Hey guys!! My gsd puppy is going to be 4 months in 3 days but he looks skinny from his face and back. Should I increase his diet or not, can anyone tell if he have grown okay for a 4 month old.
And two of my friends says he is a mix . Does he looks mix to you guys too please tell . Thank you


----------



## Thundaa13 (May 3, 2015)

Posting a picture would help us answer your questions better. Plus who doesn't love puppy pictures!


----------



## Dannycr7 (Jul 1, 2015)

I tried cant upload pics dont know why..some error . Can you see pics in my profile ?


----------



## NS pos31 (Feb 8, 2015)

Just saw the pictures. Looks to me like beautiful pure GS puppy going through their weird stages of growth. Looks healthy and happy.


----------



## Zeusthegsd143 (Nov 24, 2014)

Pictures???


----------



## The Wild Bunch (Jun 17, 2015)

NS pos31 said:


> Just saw the pictures. Looks to me like beautiful pure GS puppy going through their weird stages of growth. Looks healthy and happy.

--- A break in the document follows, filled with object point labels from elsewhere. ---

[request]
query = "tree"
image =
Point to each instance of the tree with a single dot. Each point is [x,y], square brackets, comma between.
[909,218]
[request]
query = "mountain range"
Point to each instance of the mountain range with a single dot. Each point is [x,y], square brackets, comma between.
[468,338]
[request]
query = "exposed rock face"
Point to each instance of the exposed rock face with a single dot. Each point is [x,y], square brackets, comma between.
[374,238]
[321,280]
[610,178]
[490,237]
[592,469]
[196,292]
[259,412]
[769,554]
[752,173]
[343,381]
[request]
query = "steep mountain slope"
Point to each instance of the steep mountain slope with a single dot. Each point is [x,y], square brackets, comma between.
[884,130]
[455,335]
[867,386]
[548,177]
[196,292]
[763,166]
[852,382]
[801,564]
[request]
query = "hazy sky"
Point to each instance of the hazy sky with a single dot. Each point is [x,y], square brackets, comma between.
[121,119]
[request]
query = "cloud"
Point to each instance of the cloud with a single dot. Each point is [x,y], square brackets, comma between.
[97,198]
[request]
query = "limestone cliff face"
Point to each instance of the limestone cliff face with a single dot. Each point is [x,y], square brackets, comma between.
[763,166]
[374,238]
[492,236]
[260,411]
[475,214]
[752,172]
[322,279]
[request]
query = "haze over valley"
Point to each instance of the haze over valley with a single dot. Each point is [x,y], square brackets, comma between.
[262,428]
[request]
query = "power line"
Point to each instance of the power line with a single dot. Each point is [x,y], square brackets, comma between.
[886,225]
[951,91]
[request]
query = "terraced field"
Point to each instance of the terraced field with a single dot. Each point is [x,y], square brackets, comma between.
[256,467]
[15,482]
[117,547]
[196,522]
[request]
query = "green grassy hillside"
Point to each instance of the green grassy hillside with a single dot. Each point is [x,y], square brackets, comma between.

Hi. I agree with this. Your pup is an adorable, what appears to be PB GSD, who is in a temporary (what I call) gangly phase. They grow in and out of this look sometimes for the first 18 to 24 months. 

What a cutie. :wub::wub:


----------



## DMS92 (May 11, 2015)

That's a good looking pup! He looks similar to my girl, no doubt that's a purebred.
People use to always say or assume that mine was a mix too when she was that young, I think Shepherds just kinda grow awkwardly.


----------



## SiegersMom (Apr 19, 2011)

I think he just has some long legs to grow into Looks healthy and happy to me...and full bred.


----------



## Dannycr7 (Jul 1, 2015)

Thank you guys .


----------



## Moriah (May 20, 2014)

What a cutie patootie!! My now 17-month GSD was the same way. Huge ears and skinny head. 

At 14 months he started a month-long growth spurt that resulted in a big dachshund look--short legs, long body. The next month, after that, his legs shot up. Then his ribs showed so badly I was worried. It took two months to increase food and get some weight on the ribs.

So now at 17 months he looks great--all put together properly--unless, of course, he grows some more.


----------